Hannah Heisler | Senior Staff Photographer

Ljungqvist Brinson, a junior majoring in neuroscience, enrolled in Swedish because she grew up speaking it with her family and didn’t want to lose her fluency while she was away at college. Albertsson’s classes stress authentic conversation, and Ljungqvist Brinson said she likes that the content feels tailored to her own interests.

“I usually describe the classes with [Albertsson] like playdates. It’s never boring,” she said. “Right now we’re talking about Vikings and their history and runes and the [Norse] gods. I’m really interested in [those topics], and she knows that.”

Ljungqvist Brinson also said Albertsson genuinely cares about her students. She’s careful not to assign too much work if students are busy, and she constantly checks in on their mental health.

“She’ll ask me, ‘Do you have a lot of stuff going on this week? Should I assign this writing assignment?’” said Ljungqvist Brinson. “She’ll switch things around to make sure you’re able to perform your best at things and you’re really okay.”

Except for her husband and three sons, Albertsson’s entire family still lives in Sweden, and she returns every year to visit them. Although she misses her family and her country of birth, Albertsson feels as if she belongs in Pittsburgh just as much as she belongs in Sweden.

“I always say that I stand with one foot in each country. When I’m here, I talk about going ‘home’ to Sweden. Talking about going back [to the United States], I also talk about going ‘home,’” she said. “I really do feel at home in both places.”

Still, sometimes the cultural differences between Albertsson’s two homes are glaring. She sometimes still feels uncomfortable with Americans’ willingness to be open to strangers, because Swedes tend to engage in less small talk. In fact, “small talk” can be translated to “kallprat” in Swedish — literally meaning “cold talk.”

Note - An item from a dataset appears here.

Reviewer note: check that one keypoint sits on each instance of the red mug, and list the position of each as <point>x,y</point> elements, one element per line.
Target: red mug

“I take everything literally as a Swede. I don’t speak unless I really really mean it,” Albertsson said. “They say it takes a really long time to get to know [us]. You don’t really know anyone until after ten years, and if you’re lucky you get invited into their homes. I don’t think that’s quite true, but there is a kernel of truth in it.”

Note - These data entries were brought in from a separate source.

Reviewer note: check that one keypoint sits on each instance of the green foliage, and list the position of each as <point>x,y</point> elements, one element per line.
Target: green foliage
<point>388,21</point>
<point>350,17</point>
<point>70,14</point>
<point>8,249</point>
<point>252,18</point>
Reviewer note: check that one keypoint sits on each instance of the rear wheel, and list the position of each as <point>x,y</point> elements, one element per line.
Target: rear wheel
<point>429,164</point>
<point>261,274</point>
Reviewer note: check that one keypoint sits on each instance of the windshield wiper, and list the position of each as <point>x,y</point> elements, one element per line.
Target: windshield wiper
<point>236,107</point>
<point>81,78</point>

Although she loves the United States, Albertsson knows she has been distanced from her culture. In Pittsburgh, she feels Swedish, but when she returns to Sweden, she feels Americanized.

“I always hear that I’m not the typical Swede when I come back nowadays,” she said. “I’m happy [in both places], but I stand out. When I’m home, I’m the woman living in the States, and when I’m here, I’m the Swede. So you do lose a little bit of yourself.” 

Ultimately, however, Albertsson thinks that it’s important to recognize cultural differences. During the Pitt in Sweden maymester program, she takes students on field trips to show them the aspects of Swedish life that Americans typically find confusing, like the Swedish educational and political systems. 

The trip takes place in Uppsala, a university town. Albertsson pairs her students with language partners from the local universities in hopes that they’ll learn about each others’ cultures and stay in touch once the program has ended. Although young Swedes might speak English and consume American media, Albertsson said students begin to realize their differences once they have deeper conversations.

“[I] show them that even though we might be very alike on the surface,” she said, “there are differences, and we should be aware of those differences. We have fun finding them and exploring them.” 

“And I show them not everything is like ‘Midsommar,’” she added, laughing.